By internet time this story is ages old, I know, but I was reminded again that Apple cares about audio quality and why Neil Young is so.very.wrong. 😉
He made a few waves in the tech sphere in late January by stating something to the effect of the Apple’s MacBook Pro having a shit DAC (Digital Analogue Converter) and Apple generally caring more about consumerism than creating high quality audio equipment for professionals.
Jim Dalrymple thoroughly debunked any of the claims made by Young on The Loop weeks ago but I wanted to offer a different example:
The Apple Lightning/USB-C to 3.5 mm Headphone Jack Adapter
Many people make fun of these little dongles and I get it. Apple removed the headphone jack from its iPhone and iPads and replaced it with an easy-to-lose USD 9.— dongle and they called it courage. My feelings about the dongle went from a solid meh (#donglelyfe) to loving these little things, seriously loving them. The reason is simple: they have amazing sound quality.

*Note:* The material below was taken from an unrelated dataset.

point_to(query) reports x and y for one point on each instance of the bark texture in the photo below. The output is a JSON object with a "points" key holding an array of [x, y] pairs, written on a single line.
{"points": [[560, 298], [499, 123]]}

In more technical terms (source 1, source 2):
- The output source impedance measures > 1Ω.
- Frequency response is close to perfectly flat.
- Harmonic distortion is almost nonexistent across various resistances (Ω).
- Dynamic range is on par with previous iPhone headphone jacks, which had great audio quality
In less technical terms it means that these little dongles can drive extremely sensitive earphones with no to absolutely minimal changes to the frequency response (their sound signature) on the one hand and can also power full-size headphones on the other hand. To get this kind of flexibility and sound quality, you’d typically have to buy and lug around a dedicated portable DAC.
My earphones of choice are the Campfire Audio Andromeda, great sounding earphones that are very hard to drive properly. Sources with an output resistance of larger than 1Ω will quickly and negatively impact the sound signature, starting with reducing the bass response dramatically.
Using Apple’s dongles, they sound brilliant, same as they do on my MacBook Pro. I even use the USB-C dongle to listen to music on the Microsoft Surface Pro 2 that I use for work a lot. Its 3.5 mm audio jack is … not good, to be polite. With a USB-A to USB-C adapter and the USB-C audio dongle (again #donglelyfe), I get perfect audio quality listening to losslessly compressed music.
So no, Mr. Young, Apple does care about audio quality even on a consumer level. And what I use for proof are these tiny, easy-to-lose, beautifully sounding, flexible dongles.